Oldest Czech legionnaire was never able to clear tarnished reputation

The oldest Czech soldier to fight in World War I, Alois Vocasek, died at the age of 107 on Saturday, the last survivor of the battle of Zborov in Ukraine. He was one of thousands of Czechs and Slovaks who broke with the Austrio-Hungarian monarchy to fight for the dream of a future Czechoslovak state. But, later the soldier tarnished his hero's reputation when he joined a Czech fascist organisation in the 1930s. Jan Velinger reports now on the controversial life and times of Alois Vocasek - the man - and the legionnaire.

Alois Vocasek, photo: CTKAlois Vocasek, photo: CTK History has come full circle with the death of Alois Vocasek, the Czech Republic's last survivor of the battle of Zborov, where Czechs and Slovaks first fought successfully together in 1917. In a later battle Vocasek would suffer a serious leg injury during a grenade attack. But within three months he was back on his feet, fighting in Siberia. That kind of courage and sacrifice for a state that had not yet even come to exist, should have ensured him a lifetime of respect. But, in 1938 Vocasek opted to join the Czech fascist organisation Vlajka -'The Flag'. After the war he would be tried and found guilty of collaboration with the Nazis.
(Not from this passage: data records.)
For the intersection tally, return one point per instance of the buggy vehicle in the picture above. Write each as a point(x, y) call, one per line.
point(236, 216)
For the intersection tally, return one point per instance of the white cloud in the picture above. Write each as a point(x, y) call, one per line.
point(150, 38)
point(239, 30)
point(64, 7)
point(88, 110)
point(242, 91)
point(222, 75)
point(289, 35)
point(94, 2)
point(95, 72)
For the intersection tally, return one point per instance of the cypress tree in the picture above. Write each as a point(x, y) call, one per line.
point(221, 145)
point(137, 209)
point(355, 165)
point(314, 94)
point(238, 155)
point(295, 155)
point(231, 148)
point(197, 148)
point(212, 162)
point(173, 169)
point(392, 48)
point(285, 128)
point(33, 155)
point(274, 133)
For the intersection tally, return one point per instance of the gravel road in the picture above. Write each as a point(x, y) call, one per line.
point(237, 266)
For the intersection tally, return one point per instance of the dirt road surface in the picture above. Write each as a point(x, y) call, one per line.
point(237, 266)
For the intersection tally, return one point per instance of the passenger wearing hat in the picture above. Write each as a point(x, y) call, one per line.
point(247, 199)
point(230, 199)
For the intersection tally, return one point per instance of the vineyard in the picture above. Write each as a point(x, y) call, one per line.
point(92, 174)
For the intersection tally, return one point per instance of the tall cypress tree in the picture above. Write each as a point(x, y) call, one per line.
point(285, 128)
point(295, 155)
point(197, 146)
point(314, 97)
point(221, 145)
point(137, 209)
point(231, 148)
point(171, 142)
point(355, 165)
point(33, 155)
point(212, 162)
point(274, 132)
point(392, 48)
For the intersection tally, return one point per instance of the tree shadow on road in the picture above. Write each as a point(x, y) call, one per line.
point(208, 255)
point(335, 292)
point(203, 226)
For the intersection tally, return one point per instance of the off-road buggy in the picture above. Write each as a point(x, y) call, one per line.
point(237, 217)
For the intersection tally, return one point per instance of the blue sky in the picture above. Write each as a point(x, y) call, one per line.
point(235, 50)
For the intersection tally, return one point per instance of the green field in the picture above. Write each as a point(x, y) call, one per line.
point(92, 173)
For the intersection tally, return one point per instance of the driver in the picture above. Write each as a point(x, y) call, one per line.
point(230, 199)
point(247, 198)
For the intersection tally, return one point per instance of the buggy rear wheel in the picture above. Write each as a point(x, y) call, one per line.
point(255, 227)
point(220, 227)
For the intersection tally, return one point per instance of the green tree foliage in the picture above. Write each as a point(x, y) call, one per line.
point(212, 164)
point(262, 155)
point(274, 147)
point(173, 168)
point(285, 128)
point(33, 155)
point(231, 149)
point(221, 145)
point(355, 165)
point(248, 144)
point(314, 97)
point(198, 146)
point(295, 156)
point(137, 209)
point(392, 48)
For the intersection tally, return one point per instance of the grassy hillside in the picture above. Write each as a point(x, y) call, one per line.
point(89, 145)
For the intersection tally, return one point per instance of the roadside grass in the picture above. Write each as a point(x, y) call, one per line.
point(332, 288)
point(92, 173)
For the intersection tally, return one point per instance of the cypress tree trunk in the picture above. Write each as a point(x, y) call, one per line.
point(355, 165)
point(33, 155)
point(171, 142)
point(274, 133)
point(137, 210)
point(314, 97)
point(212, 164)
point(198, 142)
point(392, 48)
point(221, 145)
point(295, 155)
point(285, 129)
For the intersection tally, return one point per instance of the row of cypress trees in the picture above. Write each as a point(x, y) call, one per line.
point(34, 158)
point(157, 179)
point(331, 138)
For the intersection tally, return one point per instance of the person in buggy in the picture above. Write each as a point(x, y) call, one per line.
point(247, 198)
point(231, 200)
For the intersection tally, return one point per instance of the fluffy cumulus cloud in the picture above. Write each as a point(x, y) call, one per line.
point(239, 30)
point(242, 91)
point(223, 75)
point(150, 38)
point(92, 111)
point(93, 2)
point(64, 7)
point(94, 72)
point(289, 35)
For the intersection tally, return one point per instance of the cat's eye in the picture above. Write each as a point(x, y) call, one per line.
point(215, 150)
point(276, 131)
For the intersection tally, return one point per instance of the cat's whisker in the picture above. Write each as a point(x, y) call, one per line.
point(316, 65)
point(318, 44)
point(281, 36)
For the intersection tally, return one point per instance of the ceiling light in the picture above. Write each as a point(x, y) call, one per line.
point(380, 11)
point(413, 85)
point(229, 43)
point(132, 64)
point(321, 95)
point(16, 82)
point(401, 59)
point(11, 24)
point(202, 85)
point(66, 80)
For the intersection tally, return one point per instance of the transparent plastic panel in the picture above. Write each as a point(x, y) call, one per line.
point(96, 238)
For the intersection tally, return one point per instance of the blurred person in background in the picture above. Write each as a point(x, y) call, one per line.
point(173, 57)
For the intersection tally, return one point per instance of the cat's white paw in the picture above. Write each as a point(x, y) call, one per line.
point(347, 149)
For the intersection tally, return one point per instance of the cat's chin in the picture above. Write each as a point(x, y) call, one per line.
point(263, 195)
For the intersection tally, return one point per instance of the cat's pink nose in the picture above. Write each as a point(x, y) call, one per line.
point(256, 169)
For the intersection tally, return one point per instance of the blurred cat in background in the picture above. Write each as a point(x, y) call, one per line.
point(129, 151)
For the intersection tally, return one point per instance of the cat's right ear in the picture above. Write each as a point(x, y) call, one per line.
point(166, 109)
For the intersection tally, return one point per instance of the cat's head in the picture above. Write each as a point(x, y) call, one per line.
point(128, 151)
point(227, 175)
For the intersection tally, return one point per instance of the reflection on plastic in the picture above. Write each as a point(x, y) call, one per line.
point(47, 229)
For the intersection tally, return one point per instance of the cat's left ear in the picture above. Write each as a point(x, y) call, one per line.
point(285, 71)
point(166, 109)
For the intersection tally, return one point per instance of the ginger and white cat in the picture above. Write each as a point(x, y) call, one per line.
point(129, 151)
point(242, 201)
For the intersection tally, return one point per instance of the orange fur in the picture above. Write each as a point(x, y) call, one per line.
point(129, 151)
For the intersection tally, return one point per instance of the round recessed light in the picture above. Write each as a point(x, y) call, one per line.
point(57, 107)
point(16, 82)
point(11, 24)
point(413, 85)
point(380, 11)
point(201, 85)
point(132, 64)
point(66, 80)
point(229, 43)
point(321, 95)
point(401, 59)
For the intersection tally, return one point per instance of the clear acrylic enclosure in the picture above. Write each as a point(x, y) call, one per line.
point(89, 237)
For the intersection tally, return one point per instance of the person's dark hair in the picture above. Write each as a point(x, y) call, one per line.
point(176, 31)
Barely eluding a death sentence by a People's Court, Alois Vocasek got life. And, although he was later amnestied and served only nine years in jail, his reputation was thoroughly tarnished, something that would dog him for the rest of his days. Historian Jiri Pernes on Alois Vocasek's actions:

"It is certainly very likely that he really was a collaborator who really was guilty of hurting his nation and hurting people. On the other hand after 1945 the situation was such in Czechoslovakia that a lot of people took revenge into their own hands, sometimes charging innocent people with collaboration, who were never able to clear their names. Vocasek certainly joined Vlajka, that is clear, but as for the other charges, who knows? The Communist presence was already being felt at that time. There was no strong legal system, nor were there balanced legal mechanisms in place to protect the accused. Vocasek got life but was later amnestied, which could be an indication of something: if he was really guilty of full collaboration, would they have really let him free, at least so early on?"
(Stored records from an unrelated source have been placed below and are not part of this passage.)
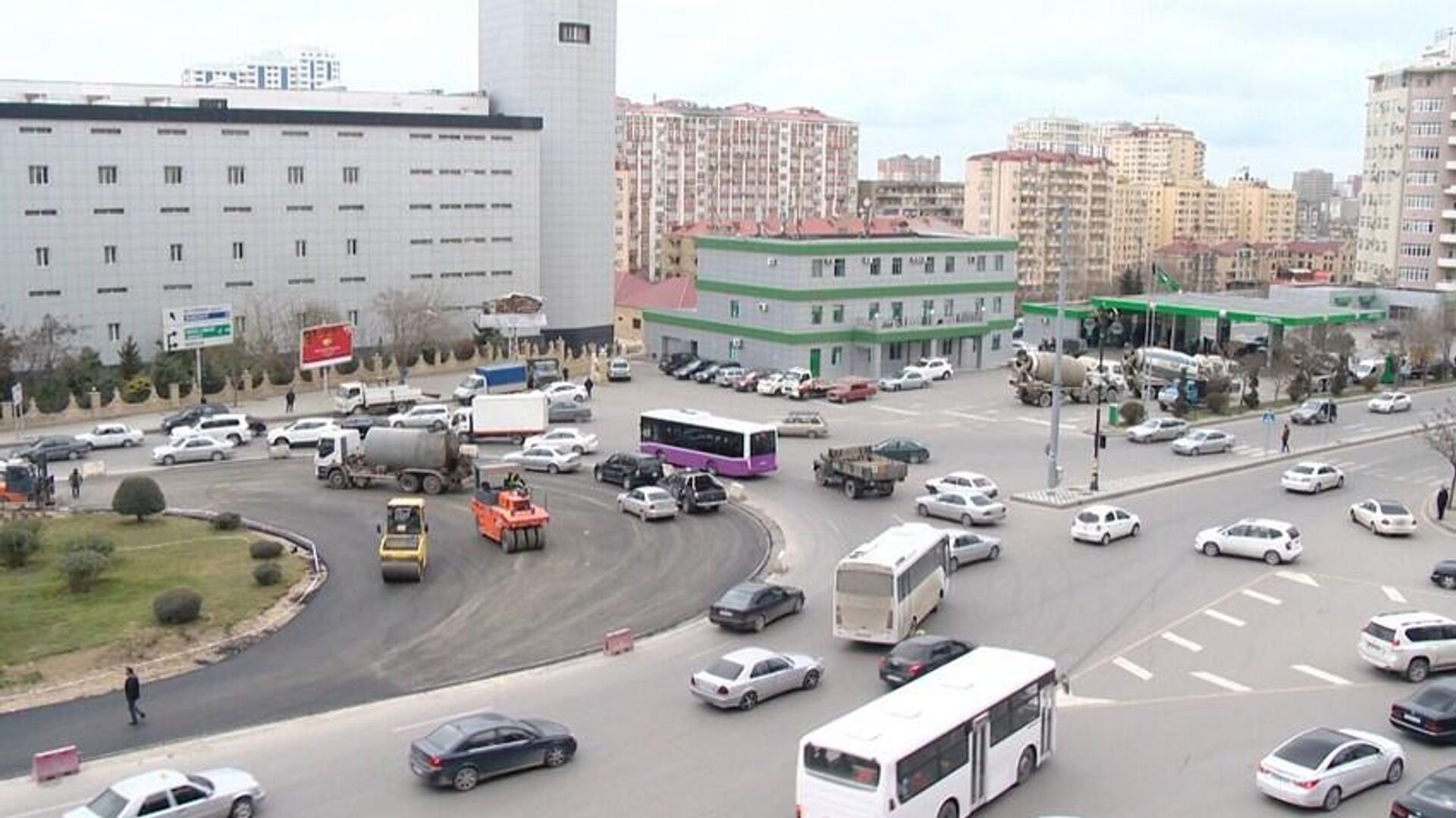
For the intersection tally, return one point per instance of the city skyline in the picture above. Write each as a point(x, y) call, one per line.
point(1223, 73)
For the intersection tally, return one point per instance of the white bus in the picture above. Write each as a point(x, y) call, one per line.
point(886, 588)
point(940, 747)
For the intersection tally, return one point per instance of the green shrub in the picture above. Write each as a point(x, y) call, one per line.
point(82, 568)
point(139, 497)
point(177, 606)
point(18, 542)
point(228, 522)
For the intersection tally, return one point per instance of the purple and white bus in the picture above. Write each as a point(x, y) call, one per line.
point(721, 446)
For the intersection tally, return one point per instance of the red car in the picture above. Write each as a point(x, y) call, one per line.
point(851, 389)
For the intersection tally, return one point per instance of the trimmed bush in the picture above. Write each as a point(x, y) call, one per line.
point(18, 542)
point(82, 568)
point(139, 497)
point(177, 606)
point(267, 574)
point(1131, 412)
point(228, 522)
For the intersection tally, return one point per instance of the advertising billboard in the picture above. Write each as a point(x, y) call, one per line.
point(325, 345)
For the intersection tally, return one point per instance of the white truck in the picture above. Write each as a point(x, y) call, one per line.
point(501, 417)
point(354, 398)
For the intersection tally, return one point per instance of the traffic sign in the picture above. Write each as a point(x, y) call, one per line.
point(194, 328)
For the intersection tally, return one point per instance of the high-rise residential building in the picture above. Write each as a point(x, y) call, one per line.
point(302, 67)
point(693, 163)
point(558, 58)
point(910, 199)
point(1407, 233)
point(1022, 194)
point(909, 169)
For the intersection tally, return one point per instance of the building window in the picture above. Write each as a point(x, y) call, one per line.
point(579, 34)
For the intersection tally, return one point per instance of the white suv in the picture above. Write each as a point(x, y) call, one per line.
point(1411, 644)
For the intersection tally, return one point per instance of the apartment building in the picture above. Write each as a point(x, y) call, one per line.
point(1407, 232)
point(1022, 194)
point(692, 163)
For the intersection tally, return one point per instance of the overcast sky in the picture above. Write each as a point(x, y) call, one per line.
point(1274, 85)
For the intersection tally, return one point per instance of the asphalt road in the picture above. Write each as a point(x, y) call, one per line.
point(1169, 744)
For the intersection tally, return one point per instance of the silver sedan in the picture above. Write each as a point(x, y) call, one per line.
point(752, 674)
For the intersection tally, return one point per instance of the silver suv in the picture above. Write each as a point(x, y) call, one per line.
point(1411, 644)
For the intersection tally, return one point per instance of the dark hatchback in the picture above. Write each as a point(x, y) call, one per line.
point(466, 751)
point(919, 655)
point(1433, 797)
point(1430, 710)
point(748, 606)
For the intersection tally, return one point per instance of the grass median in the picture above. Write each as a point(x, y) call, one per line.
point(41, 620)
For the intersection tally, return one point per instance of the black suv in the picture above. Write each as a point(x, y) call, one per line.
point(629, 469)
point(696, 490)
point(191, 415)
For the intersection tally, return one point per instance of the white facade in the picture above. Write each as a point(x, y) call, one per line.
point(557, 60)
point(118, 201)
point(296, 69)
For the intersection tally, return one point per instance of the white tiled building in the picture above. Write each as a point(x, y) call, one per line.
point(121, 199)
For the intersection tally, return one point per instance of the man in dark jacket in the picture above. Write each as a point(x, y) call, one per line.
point(133, 691)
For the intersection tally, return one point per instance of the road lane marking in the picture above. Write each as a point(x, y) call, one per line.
point(1181, 642)
point(1298, 577)
point(1133, 669)
point(1223, 618)
point(1220, 682)
point(1321, 675)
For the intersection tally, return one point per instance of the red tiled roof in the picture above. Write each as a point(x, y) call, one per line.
point(669, 294)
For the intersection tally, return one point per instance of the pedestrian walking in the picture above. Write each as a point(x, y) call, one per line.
point(133, 691)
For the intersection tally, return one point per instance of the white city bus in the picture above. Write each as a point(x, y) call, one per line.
point(940, 747)
point(886, 588)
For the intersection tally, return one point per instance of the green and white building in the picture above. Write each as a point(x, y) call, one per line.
point(846, 305)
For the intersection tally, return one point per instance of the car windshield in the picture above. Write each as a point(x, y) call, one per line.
point(724, 669)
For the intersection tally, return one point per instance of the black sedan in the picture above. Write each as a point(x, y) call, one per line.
point(53, 449)
point(902, 449)
point(748, 606)
point(1433, 797)
point(468, 750)
point(1430, 710)
point(919, 655)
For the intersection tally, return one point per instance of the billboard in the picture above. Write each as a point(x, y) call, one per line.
point(325, 345)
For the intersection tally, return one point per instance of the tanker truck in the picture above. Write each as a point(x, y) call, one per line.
point(1031, 379)
point(417, 459)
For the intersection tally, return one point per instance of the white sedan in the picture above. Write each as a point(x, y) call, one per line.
point(1388, 402)
point(565, 438)
point(1383, 517)
point(1312, 478)
point(1104, 523)
point(111, 436)
point(1324, 766)
point(545, 459)
point(963, 482)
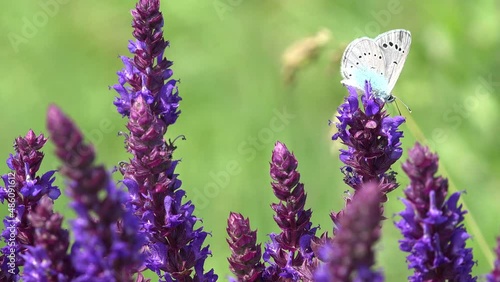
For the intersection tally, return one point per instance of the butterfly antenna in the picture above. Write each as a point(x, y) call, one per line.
point(406, 106)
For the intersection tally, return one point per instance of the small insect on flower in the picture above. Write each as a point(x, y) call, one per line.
point(379, 61)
Vocasek always maintained his support for Vlajka was short-lived, though other legionnaires say they have provided documentation showing his crime of collaboration ran deep. As late as last week, Alois Vocasek was still fighting to clear his name - and have his case heard - at the European Court of Human Rights. As it stands at the moment, it remains something of a paradox: while the organisation for Czech legionnaires struck him from their ranks long ago, Vocasek's funeral will be attended by a representative of the Army Command on Friday. One group of soldiers clearly recognising earlier deeds of sacrifice and bravery, another reviling the oldest solider for the actions he took.